What churn rate means for Dental Practices
Must be HIPAA-compliant with BAA available. Must integrate with Dentrix, Eaglesoft, or Open Dental for patient recall triggers. Supports insurance-acceptance language validation. New mover direct mail list integration. DSO multi-location brand governance.
For Dental Practices teams the relevant marketing pains are: Patient acquisition cost is high and new patients are driven almost entirely by local search — SEO and LSA are the whole ballgame; Hygiene reactivation (patients overdue for cleanings) is a massive untapped revenue opportunity but requires practice management software integration; Insurance-in vs. out-of-network positioning is complex and must be reflected accurately in all ad copy and landing pages; HIPAA governs any marketing that touches patient health data — most generic marketing automation tools are not BAA-ready; Review velocity on Google is critical but patients are reluctant to leave dental reviews (perceived as private health information); Seasonal cosmetic pushes (whitening, Invisalign in January, wedding season) require fast campaign spin-up from a staff that has no marketing bandwidth; Multi-location DSO (dental service organization) marketing needs centralized brand control with local doctor-level customization. HIPAA (BAA required for any PHI in marketing workflows), FTC health claims rules, ADA (American Dental Association) advertising guidelines, state dental board advertising restrictions (vary significantly), FTC before/after imagery rules, TCPA for SMS appointment reminders
Calculating and Interpreting Churn
The standard formula is: churn rate = (customers lost during period) ÷ (customers at start of period). A company that starts January with 500 customers and ends with 475 has a 5% monthly churn rate — which compounds to roughly 46% annual attrition, a figure that makes growth extremely difficult to sustain. This is why monthly churn above 2% for a SaaS product is generally treated as a structural problem requiring intervention, not a normal operating variable.
Revenue churn (also called MRR churn or gross revenue churn) is often more informative than customer churn because it weights losses by account size. A company can lose 10% of customers but only 3% of MRR if the churned accounts were disproportionately small.

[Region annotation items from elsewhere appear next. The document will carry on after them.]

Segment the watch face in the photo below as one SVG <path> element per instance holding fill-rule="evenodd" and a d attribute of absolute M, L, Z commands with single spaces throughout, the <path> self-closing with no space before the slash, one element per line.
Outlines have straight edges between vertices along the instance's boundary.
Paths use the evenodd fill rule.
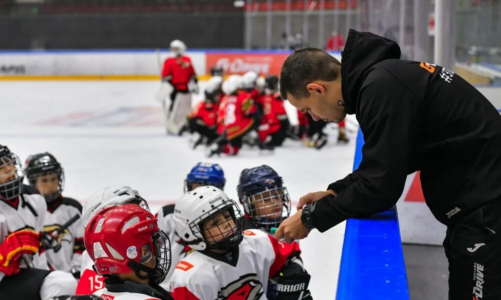
<path fill-rule="evenodd" d="M 309 214 L 306 214 L 301 216 L 301 221 L 304 224 L 309 224 L 311 221 L 312 217 Z"/>

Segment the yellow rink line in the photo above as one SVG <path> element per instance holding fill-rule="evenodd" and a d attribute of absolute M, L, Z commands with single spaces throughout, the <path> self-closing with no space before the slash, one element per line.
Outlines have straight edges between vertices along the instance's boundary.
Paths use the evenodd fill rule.
<path fill-rule="evenodd" d="M 208 80 L 210 76 L 199 75 L 198 80 Z M 27 80 L 159 80 L 158 75 L 18 75 L 0 76 L 0 81 Z"/>

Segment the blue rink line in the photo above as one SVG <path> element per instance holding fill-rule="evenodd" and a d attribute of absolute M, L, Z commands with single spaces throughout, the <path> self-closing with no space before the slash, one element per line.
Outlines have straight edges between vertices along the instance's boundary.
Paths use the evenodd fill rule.
<path fill-rule="evenodd" d="M 353 170 L 362 161 L 359 129 Z M 396 210 L 346 221 L 336 300 L 408 300 Z"/>
<path fill-rule="evenodd" d="M 156 53 L 157 50 L 161 52 L 168 52 L 168 49 L 51 49 L 46 50 L 0 50 L 0 55 L 2 54 L 144 54 Z M 189 49 L 186 51 L 187 54 L 204 52 L 205 53 L 228 53 L 228 54 L 288 54 L 292 53 L 292 50 L 278 49 Z M 340 52 L 329 52 L 332 54 L 341 55 Z"/>

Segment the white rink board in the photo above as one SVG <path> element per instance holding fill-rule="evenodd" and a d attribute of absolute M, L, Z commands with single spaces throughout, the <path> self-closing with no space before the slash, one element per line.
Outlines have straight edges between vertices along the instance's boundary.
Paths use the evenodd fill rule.
<path fill-rule="evenodd" d="M 36 152 L 54 154 L 65 168 L 68 196 L 84 200 L 106 186 L 129 185 L 154 211 L 181 196 L 184 176 L 199 161 L 222 166 L 226 192 L 234 199 L 240 171 L 269 164 L 284 178 L 295 206 L 301 196 L 325 190 L 352 170 L 356 134 L 350 134 L 348 144 L 337 145 L 333 125 L 327 130 L 330 142 L 321 150 L 288 140 L 271 154 L 244 148 L 237 157 L 207 160 L 201 148 L 189 148 L 187 138 L 164 134 L 160 106 L 153 100 L 158 84 L 0 82 L 0 144 L 22 161 Z M 354 120 L 348 129 L 355 129 Z M 314 230 L 301 242 L 316 300 L 335 298 L 344 230 L 343 222 L 324 234 Z"/>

Net revenue retention (NRR), which accounts for expansion revenue from remaining customers, is the inverse signal — a healthy SaaS business typically shows NRR above 100%, meaning existing customers expand faster than others churn.
Running churn rate for Dental Practices with CoMo
CoMo's agents apply churn rate across Google Local Services Ads, Google Search ads (cosmetic procedure terms), Local SEO / Google Business Profile, Email and SMS appointment reminders and reactivation, Facebook/Instagram (cosmetic dentistry before/after content), Patient referral program, Direct mail (new mover campaigns in target zip codes) for Dental Practices companies — tuned to Practice owner (dentist-entrepreneur) or Office Manager at a 1–3 location practice; also VP Marketing at a DSO (Aspen Dental, Heartland Dental); primary pain is empty chair time and hygiene reactivation and run under your approval, alongside every other marketing function.
FAQ
Churn Rate for Dental Practices — common questions
What is a good churn rate for SaaS?
For annual contracts, gross revenue churn below 10% is generally considered healthy for SMB SaaS; below 6% for mid-market. Monthly churn below 1% (roughly 11% annualized) is a strong signal. Numbers vary significantly by contract length, ACV, and segment.

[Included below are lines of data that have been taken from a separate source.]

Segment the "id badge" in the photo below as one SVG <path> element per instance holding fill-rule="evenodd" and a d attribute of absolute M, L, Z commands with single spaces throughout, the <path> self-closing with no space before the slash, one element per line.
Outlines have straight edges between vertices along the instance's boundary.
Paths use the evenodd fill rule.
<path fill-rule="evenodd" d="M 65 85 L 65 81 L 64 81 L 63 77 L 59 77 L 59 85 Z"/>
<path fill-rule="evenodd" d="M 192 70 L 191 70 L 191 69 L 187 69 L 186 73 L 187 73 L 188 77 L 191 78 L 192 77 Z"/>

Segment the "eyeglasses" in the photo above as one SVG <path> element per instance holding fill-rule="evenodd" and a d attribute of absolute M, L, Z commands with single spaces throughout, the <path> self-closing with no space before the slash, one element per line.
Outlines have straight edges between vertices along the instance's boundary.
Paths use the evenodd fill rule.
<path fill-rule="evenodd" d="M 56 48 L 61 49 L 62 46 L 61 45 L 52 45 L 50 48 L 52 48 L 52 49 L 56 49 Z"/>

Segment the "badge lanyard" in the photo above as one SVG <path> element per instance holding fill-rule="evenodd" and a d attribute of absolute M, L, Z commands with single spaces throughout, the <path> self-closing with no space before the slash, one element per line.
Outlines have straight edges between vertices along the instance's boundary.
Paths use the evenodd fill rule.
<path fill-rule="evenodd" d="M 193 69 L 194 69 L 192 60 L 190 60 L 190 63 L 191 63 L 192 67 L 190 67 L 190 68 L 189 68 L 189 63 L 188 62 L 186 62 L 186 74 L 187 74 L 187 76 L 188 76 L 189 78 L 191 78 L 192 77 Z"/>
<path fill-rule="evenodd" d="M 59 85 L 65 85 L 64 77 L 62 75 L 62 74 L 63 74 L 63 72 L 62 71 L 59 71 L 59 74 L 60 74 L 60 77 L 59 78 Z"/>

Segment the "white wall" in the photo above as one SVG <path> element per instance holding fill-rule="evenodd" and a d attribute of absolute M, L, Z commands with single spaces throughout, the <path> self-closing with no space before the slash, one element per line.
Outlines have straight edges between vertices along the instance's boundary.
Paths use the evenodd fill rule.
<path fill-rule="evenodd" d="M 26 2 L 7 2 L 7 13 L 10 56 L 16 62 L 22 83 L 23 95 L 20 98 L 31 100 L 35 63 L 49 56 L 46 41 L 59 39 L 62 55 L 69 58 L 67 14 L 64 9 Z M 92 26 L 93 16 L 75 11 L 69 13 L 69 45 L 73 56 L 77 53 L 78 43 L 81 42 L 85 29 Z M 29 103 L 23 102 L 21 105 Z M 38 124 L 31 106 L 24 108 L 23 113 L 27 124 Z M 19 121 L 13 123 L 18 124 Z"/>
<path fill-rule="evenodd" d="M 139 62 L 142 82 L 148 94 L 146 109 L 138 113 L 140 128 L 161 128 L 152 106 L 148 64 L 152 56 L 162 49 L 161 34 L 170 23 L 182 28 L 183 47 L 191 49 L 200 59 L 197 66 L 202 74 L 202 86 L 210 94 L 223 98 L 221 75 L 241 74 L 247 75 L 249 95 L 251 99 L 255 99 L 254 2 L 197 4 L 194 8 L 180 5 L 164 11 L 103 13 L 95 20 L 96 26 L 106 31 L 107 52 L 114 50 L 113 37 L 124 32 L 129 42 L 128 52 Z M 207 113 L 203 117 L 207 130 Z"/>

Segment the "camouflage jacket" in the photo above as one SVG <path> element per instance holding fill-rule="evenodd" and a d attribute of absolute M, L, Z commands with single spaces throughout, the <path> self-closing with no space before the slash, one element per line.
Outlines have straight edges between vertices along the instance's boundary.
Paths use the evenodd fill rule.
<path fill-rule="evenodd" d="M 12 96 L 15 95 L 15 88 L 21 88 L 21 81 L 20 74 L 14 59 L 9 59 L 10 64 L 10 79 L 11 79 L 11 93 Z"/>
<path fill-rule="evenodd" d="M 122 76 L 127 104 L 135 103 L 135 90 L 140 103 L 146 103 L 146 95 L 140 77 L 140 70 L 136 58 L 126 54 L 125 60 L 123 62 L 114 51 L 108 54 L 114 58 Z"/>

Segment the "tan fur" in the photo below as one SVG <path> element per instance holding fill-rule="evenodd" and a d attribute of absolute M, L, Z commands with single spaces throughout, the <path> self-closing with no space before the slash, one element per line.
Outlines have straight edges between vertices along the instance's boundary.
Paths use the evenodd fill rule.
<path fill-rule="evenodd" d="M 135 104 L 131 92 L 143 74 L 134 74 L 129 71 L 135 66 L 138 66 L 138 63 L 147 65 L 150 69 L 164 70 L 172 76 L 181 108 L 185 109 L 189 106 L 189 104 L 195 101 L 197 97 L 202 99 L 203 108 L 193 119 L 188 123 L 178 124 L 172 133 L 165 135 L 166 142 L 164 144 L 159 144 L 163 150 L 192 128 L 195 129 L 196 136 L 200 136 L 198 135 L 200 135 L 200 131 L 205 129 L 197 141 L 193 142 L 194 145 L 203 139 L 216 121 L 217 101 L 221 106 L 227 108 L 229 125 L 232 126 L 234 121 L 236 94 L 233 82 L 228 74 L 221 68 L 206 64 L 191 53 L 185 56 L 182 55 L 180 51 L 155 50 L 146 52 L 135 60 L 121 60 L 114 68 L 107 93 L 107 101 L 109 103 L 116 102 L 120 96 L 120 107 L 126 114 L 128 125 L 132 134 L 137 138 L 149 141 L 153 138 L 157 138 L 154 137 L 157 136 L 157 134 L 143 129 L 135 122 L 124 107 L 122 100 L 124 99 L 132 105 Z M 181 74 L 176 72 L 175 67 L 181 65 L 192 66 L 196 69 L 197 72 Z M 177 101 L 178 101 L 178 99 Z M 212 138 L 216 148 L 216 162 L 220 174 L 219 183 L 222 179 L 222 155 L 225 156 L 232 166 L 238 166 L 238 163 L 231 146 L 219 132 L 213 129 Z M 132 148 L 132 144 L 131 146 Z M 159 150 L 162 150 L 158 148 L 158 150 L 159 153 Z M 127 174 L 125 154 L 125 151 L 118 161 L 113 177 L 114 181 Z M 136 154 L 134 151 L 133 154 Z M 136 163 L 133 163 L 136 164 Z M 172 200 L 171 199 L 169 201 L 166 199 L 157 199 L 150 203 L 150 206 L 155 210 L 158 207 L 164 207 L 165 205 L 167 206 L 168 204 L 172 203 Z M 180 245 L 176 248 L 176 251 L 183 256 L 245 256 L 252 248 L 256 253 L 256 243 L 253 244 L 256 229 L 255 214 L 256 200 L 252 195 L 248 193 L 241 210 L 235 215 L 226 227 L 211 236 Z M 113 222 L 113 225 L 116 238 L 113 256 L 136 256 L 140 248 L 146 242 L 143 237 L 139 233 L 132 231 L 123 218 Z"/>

How does churn rate differ for Dental Practices companies?
The fundamentals are the same, but Dental Practices marketing carries specific constraints — Patient acquisition cost is high and new patients are driven almost entirely by local search — SEO and LSA are the whole ballgame and HIPAA (BAA required for any PHI in marketing workflows), FTC health claims rules, ADA (American Dental Association) advertising guidelines, state dental board advertising restrictions (vary significantly), FTC before/after imagery rules, TCPA for SMS appointment reminders. CoMo adapts execution to that context automatically.